After graduating in 1930, Ivison was ordained and began his first ministry at a church in Brockville. Two years later he moved to Ottawa to fill a vacancy at First Baptist Church. On 5 August 1931, he married his wife Marjorie, and they had three children: Donald, Duncan and David. As a consequence of his role at Ottawa First Baptist he was often a liaison between the government and the Baptist Convention after the start of the Second World War. He was asked to join the National Defence Headquarters by Bishop Wells of the Anglican Church of Canada. He enlisted in July 1941 and served at Headquarters for two years. In 1943 he requested to go through basic training and serve overseas. Ivison served most of his time with the Princess Patricia’s Canadian Light Infantry, until just before the end of the war when he became Staff Chaplain at Army Headquarters. Following his service he returned First Baptist in Ottawa and was an active member of the Baptist community in Canada.

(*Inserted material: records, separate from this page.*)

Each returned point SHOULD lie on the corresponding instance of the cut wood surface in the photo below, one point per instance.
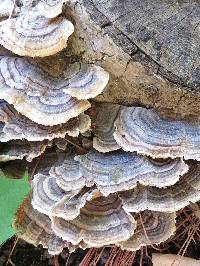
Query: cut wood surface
(150, 48)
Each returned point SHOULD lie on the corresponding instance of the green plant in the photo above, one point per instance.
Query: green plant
(12, 193)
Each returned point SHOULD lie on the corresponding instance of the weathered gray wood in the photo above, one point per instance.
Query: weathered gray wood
(166, 30)
(140, 73)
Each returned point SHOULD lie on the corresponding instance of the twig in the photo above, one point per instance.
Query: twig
(12, 250)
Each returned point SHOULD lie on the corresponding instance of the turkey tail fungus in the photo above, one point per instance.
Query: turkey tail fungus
(99, 100)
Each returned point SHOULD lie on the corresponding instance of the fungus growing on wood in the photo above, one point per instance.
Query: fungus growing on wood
(37, 95)
(67, 174)
(168, 199)
(85, 81)
(35, 228)
(69, 206)
(142, 130)
(45, 193)
(152, 228)
(50, 8)
(103, 127)
(19, 149)
(41, 97)
(16, 126)
(32, 34)
(101, 221)
(119, 170)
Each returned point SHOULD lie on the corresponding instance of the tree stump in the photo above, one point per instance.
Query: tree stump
(150, 49)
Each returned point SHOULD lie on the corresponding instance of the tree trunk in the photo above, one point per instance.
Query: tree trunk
(150, 48)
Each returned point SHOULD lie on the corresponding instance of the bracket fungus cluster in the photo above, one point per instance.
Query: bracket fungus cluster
(139, 170)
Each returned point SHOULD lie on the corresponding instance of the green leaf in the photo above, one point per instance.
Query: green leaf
(12, 193)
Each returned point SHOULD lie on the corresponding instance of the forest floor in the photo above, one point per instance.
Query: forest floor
(185, 242)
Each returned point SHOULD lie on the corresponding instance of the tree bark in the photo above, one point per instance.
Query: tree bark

For a detailed account of his life, including a wealth of contextual details for this archive, researchers should consult the oral history recorded in 1986 that is housed in Box 2, File 25.

De Pencier, R.H.

  • RC0880
  • Person
  • fl. 1901-1923

R.H. De Pencier served in the Canadian Contingent of the South African Constabulary in the South African War. From Montreal, De Pencier was part of the Volunteer Rifles and received the Queen’s Medal. His regimental number was 1662.

Calvert, Morley

  • RC0885
  • Person
  • 1928-1991

Morley Calvert was a conductor, bandmaster and composer. He was born in Brantford, Ontario. His music education included an LSRM certification in 1946, and A Mus. degree from McGill in 1950 and a B. Mus. degree from McGill in 1956. He founded and was the director of the McGill University Concert Band from 1960-1970 and the director of the Lakeshore Concert Band from 1967-1972. In 1958 at Ayers, QC, he founded the Monteregian Music Camp, which offered summer training for high school students which ended in 1970

Calvert’s professional activities included the position of accompaniment for Maureen Forrester. He was invited to join the American Bandmasters Association (ABA), and was the conductor of the Barrie Central Collegiate Band from 1972-1985. He was President of the Ontario Chapter of the Canadian Bandmasters Association from 1981-1983 and national executive vice-president from 1981-3. He was the artistic director of the Civic Concert Choir of Hamilton in 1987 and of the Weston Silver Band in 1988. At the time of his death, he was teaching music at Mohawk College in Hamilton, Ontario. Calvert’s compositions, recordings and performances include Suite from the Monteregian Hills published in 1961; Romantic Variations (1976, 1979) was commissioned and privately recorded by the Youth Band of Ontario and the Arizona State University Band; Introduction, Elegy and Caprice (1978) was commissioned as the test piece for the first European Brass Band Championships at Royal Albert Hall in London in 1978 and recorded by the Black Dyke Mills Band.